Esa razón motiva estas Ventanas, que no son instantáneas para "viajeros en casa", como decía la publicidad de los viajes románticos, sino, también, una manera de alcanzar el distanciamiento enriquecedor de la realidad doméstica. Aparte del interés por lo diferente, deja claro el autor que "viajar sirve sobre todo para aprender sobre el país del que nos hemos marchado". Muñoz Molina se sirve de los rostros de Nueva York para ampliar su retrato moral de nuestro tiempo.


Visiones de NY
En 1916 Juan Ramón Jiménez anotaba en su cuaderno neoyorquino: "En las ciudades como New York, tan enormes de fábrica alta arquitectónica, el continente aplasta de continuo al hombre".

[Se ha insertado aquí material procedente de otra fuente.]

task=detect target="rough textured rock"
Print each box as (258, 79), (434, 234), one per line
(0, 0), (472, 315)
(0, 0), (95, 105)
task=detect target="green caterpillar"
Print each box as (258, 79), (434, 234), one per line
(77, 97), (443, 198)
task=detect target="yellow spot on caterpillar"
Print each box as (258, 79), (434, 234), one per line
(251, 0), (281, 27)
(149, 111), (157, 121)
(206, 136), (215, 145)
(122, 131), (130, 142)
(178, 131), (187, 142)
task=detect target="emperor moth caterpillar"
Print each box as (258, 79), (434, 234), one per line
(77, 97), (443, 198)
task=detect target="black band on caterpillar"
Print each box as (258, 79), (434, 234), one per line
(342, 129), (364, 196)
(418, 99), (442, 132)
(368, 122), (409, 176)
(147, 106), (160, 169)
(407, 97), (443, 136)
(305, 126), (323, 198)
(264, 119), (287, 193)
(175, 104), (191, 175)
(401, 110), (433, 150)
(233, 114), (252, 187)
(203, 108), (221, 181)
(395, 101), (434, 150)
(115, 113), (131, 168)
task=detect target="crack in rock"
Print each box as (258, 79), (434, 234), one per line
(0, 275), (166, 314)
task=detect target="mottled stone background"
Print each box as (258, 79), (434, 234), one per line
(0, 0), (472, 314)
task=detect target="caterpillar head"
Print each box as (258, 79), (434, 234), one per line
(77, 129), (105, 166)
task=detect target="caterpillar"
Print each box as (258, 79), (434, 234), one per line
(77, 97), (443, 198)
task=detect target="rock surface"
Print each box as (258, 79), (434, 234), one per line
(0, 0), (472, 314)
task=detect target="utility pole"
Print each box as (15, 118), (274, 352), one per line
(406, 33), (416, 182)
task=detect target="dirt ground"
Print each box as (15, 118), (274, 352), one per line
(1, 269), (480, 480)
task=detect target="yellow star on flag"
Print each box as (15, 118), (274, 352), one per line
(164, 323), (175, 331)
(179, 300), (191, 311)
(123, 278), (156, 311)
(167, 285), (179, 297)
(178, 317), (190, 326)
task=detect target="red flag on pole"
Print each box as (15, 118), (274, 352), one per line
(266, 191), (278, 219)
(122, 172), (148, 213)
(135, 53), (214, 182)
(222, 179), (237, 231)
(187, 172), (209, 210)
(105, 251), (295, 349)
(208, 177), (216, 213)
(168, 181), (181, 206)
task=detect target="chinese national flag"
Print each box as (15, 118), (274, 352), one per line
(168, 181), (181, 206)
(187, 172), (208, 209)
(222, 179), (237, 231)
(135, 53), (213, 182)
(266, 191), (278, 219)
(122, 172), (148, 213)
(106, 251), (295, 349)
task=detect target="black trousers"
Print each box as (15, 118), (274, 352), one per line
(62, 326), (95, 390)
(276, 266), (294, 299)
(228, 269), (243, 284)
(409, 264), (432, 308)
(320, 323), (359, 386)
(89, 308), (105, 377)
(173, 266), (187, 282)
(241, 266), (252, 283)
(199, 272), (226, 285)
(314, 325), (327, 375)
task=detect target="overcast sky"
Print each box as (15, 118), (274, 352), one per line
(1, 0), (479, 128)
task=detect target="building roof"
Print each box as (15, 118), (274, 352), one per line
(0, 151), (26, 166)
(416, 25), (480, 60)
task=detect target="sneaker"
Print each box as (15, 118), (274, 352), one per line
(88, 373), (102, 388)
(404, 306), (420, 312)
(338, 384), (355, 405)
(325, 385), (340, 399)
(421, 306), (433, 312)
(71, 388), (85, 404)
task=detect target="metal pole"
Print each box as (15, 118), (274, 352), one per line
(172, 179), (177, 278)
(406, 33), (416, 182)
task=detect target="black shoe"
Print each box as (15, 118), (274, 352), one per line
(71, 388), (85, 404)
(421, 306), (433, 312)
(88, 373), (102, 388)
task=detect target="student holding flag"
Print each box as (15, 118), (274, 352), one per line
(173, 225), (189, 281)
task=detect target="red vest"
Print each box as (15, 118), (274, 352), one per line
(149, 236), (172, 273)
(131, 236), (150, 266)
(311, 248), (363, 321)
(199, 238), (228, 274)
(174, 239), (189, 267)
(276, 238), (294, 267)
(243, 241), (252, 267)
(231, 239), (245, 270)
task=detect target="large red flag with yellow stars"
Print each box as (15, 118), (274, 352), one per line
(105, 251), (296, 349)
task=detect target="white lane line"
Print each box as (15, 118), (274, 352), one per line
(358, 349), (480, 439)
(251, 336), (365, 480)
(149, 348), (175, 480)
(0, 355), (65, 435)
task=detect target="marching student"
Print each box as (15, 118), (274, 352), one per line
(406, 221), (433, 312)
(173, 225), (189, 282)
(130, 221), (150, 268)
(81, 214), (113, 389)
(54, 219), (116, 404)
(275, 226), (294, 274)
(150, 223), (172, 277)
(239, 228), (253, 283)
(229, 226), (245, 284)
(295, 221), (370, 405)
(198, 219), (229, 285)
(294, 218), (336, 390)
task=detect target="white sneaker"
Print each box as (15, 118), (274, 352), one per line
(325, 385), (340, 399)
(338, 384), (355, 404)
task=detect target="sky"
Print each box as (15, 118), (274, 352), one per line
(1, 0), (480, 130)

Vladimir Maiakovski llegó a Estados Unidos en 1925. Nueva York le entusiasmó, "pero no me quitaré la gorra: es una ciudad obra de la burguesía", afirmó. Allí escribió su poema dedicado a los suicidas de"El puente de Brooklyn".

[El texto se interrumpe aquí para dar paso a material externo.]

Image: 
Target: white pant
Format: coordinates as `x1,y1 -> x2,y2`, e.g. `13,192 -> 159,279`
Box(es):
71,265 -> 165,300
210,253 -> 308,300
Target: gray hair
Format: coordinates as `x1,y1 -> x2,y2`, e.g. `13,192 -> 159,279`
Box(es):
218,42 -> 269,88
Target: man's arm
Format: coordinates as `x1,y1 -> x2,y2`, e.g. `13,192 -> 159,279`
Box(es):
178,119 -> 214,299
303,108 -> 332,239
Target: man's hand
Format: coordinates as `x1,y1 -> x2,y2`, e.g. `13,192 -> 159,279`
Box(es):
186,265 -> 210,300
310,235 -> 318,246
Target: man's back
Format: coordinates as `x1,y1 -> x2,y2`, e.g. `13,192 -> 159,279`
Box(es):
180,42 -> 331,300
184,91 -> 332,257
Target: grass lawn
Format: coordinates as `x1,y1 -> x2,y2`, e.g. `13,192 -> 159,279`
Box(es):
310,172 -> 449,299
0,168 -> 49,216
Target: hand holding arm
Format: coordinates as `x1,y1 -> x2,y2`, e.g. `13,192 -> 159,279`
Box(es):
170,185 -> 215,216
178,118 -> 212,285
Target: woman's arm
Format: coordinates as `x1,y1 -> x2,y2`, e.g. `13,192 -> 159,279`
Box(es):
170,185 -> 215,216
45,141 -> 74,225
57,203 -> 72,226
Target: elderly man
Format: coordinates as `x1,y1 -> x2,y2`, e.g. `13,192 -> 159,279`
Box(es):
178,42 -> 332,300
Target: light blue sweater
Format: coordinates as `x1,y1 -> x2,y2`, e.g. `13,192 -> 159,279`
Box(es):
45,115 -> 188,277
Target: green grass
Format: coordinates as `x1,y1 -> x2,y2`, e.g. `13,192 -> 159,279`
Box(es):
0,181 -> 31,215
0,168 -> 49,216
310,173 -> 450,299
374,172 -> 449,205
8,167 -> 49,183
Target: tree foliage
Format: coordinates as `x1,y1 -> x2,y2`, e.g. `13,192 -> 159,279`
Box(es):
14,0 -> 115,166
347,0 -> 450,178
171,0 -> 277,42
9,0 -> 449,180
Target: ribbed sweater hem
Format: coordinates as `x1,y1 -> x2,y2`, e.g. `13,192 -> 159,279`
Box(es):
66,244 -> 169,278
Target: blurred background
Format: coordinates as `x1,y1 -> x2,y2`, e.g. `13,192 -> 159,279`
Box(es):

Federico García Lorca viajó a Nueva York en 1929 y allí escribió su libro más desgarradoramente surrealista y también uno de los más importantes, Poeta en Nueva York: "Todos los días se matan en New York/cuatro millones de patos,/cinco millones de cerdos,/dos mil palomas para el gusto de los agonizantes".

Poco después del crack del 29, Paul Morand escribía su Nueva York: "Si un continente entero es de tal modo víctima de la velocidad, es porque él mismo huye y porque busca, más que el dinero, la velocidad en sí, como medio de no pensar".

Julio Camba la llamó La ciudad automática: "Los rascacielos no responden a necesidad alguna. Un día se inventó el cemento armado, otro la besemerización del acero, otro se inventaron los ascensores eléctricos y, poco a poco, fue creándose el rascacielos para meter todos estos inventos".

En 1998 José Hierro volvía a la poesía con Cuaderno de Nueva York: "Me he limitado/a reflejar aquí una esquela/de un periódico de Nueva York./Objetivamente. Sin vuelo/en el verso. Objetivamente./Un español como millones/de españoles. No he dicho a nadie/que estuve a punto de llorar".